Le morceau de bravoure qui suit invoque les pages orchestrales les plus touffues, celles de Wagner. L’ouverture de Tannhäuser, méditative puis virevoltante, mesurée puis passionnée, impressionne lorsqu’elle multiplie les voix et s’érige sur une pulsation effrénée, mais peine à rendre justice aux subtilités de l’harmonie et à la simplicité pourtant entêtante du chœur des pèlerins. Sans qu’on ne sache si le manque de corps de ces voix est à imputer au phrasé et à l’énergie du soliste, ou à son choix de jeux. Comme souvent, ce sont les parties intermédiaires, entre le bouillonnement et l’accalmie, qui souffrent d’inexactitudes. Le tout, d’une tenue cependant indéniable, peine donc à soutenir la comparaison avec l’orchestre.

On revient, au retour de l’entracte, en plein dans les plus célèbres pièces pour piano de Rachmaninov (les Préludes op.3 n°2 et opus 23 n°5) : la technique de l’organiste, bien que d’une légèreté admirable, ne peut ici pas tenir la comparaison avec les possibilités expressives de l’attaque pianistique. Peu importe : sans pour autant se concentrer sur les harmonies plutôt que sur les traits, Mossakowski laisse le magma monter crescendo, et parvient – c’est là que réside l’avantage de l’organiste – à disséminer de nouvelles nuances une fois la saturation atteinte.
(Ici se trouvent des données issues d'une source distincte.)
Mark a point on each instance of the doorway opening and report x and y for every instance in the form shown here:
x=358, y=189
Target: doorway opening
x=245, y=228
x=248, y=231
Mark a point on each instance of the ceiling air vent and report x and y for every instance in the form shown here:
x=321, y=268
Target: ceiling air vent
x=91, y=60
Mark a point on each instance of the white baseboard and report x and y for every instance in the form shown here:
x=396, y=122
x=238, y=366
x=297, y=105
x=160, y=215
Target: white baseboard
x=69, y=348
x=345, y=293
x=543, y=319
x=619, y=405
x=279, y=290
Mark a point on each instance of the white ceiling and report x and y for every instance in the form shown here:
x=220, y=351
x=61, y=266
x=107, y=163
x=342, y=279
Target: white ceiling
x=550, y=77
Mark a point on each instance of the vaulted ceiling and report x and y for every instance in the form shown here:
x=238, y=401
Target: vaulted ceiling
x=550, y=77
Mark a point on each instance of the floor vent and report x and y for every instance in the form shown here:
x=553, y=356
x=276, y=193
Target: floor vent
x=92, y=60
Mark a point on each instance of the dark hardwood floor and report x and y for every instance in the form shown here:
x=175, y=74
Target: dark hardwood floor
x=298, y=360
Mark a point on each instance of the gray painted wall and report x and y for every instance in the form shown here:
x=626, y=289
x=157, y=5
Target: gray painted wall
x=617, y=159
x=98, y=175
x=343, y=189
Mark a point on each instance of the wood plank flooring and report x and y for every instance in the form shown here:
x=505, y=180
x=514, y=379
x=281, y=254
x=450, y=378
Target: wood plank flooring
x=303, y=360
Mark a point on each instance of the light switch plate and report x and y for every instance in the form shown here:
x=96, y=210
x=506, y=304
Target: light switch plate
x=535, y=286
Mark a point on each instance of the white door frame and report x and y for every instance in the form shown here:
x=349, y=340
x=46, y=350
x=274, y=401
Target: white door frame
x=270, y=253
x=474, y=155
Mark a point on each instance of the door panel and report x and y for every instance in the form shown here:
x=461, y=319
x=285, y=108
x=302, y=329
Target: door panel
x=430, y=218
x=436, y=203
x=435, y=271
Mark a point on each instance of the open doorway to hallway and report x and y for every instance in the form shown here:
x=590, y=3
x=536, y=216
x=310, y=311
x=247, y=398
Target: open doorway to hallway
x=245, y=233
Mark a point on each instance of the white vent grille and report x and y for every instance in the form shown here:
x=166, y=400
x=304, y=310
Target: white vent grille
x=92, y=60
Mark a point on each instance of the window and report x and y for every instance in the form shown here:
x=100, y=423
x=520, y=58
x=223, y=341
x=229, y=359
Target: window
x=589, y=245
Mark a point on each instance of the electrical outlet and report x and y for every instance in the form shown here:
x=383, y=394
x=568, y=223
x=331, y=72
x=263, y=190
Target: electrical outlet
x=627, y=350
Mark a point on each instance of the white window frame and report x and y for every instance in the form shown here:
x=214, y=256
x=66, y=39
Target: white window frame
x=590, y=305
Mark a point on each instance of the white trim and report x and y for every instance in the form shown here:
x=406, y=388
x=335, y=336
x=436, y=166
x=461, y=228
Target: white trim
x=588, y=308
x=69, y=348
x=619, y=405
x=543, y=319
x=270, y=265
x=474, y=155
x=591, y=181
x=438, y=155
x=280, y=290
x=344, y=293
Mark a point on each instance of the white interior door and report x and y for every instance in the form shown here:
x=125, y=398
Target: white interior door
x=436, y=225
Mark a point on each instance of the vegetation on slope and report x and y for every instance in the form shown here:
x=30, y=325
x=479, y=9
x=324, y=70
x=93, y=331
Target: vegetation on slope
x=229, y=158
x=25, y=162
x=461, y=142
La marche de l’opus 23 retentit comme une danse un peu grinçante, moins portée par la rêverie esquissée par l’opus 3 que par un Witz rafraîchissant.

Arrive ensuite Liszt que l’on pensait déjà entendre sur Rachmaninov, et c’est alors une nouvelle manière que l’on découvre, celle qui rend incandescente la progression et la montée en puissance que constitue son Orpheus. Beau moment que l’élégiaque et célébrissime Prélude op. 28 n°4 entérine avec pudeur, malgré la présence un peu surplombante du tremblant. Sans transition, Mossakowski enchaîne sur sa transcription de la Méphisto-valse : la diversité, la pertinence et la loufoquerie des registres choisis accompagne le trait syncopé et l’omniprésence des arpèges devenus ici vrombissement et torrent d’accords à perte de vue. La virtuosité est au rendez-vous, pour le plus grand bonheur d’un public visiblement ravi.